Iraq : le "point de basculement" ? Par Jim Lobe.

Iraq : le "point de basculement" ?

Jim Lobe

21 août 2005

www.zmag.org

Traduit de l’Anglais par Julien Salingue. Mes excuses pour les imprécisions éventuelles. Les intertitres ont été ajoutés par mes soins. JS.

L’opinion publique US a-t-elle à ce point perdu confiance dans la façon dont l’administration mène la guerre en Iraq que la stratégie de cette dernière (dans la mesure où il en existe une) ne serait plus viable ?

Malaise dans l’Establishment

Dans une situation où le Président Bush lui-même est assiégé par des manifestants anti-guerre pendant ses vacances inopportunes et interminables dans son ranch du Texas, cela semble être la Grande Question, deux semaines tout juste avant son retour à la gestion des affaires courantes à Washington.

Les législateurs Républicains, qui vont devoir affronter les élections de mi-mandat dans 15 mois, et l’Armée elle-même qui, conséquence de la débâcle du Viet-Nâm, considère comme un article de foi le fait que la perte du soutien des civils doit être évitée à tout prix, semblent de plus en plus inquiets et insatisfaits de la tournure que prennent les événements.

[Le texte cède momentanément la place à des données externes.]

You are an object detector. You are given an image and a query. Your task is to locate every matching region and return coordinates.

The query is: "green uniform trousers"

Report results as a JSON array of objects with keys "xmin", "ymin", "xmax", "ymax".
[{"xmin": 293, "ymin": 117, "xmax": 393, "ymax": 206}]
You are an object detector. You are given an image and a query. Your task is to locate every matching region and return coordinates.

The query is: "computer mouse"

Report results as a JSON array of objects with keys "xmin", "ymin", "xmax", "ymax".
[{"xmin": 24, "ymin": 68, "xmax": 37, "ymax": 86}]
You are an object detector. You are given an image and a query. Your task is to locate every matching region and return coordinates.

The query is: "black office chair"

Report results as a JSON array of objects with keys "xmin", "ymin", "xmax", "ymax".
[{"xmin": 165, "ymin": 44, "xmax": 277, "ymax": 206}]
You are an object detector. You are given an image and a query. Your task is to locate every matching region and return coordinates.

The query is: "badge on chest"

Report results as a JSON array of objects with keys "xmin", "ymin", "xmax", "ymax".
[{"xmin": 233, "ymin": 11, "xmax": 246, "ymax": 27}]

« Il y a de plus en plus de voix au sein du Parti et de l’Armée qui commencent à admettre que non seulement la situation en Iraq ne s’améliore pas, mais qu’au contraire elle aurait plutôt tendance à empirer  », affirme Jim Calson, du Friends Committe on National Legislation (FCNL), un groupe de pression qui s’était opposé à la guerre.

« L’Administration subit de plus en plus de pressions de l’intérieur (tout particulièrement de la part du Pentagone et de Républicains influents à Washington) et, de toute évidence, ne sait pas comment y faire face ».

Changement de ton dans les médias

La couverture médiatique de la guerre a pris une tournure particulièrement sombre ces dernières semaines, notamment depuis la mort de 14 militaires US dans une explosion le 3 août dernier.

Les grands titres de la presse écrite sont éloquents : « En Iraq, la ligne d’arrivée n’est pas en vue », dans le Washington Post il y a une semaine, suivi rapidement par « Les Etats-Unis revoient à la baisse leurs objectifs à propos de l’Iraq », puis d’une analyse plus générale jeudi [18 août ndt] intitulée « La politique US de lutte contre « l’Axe du Mal » subit une série de revers ».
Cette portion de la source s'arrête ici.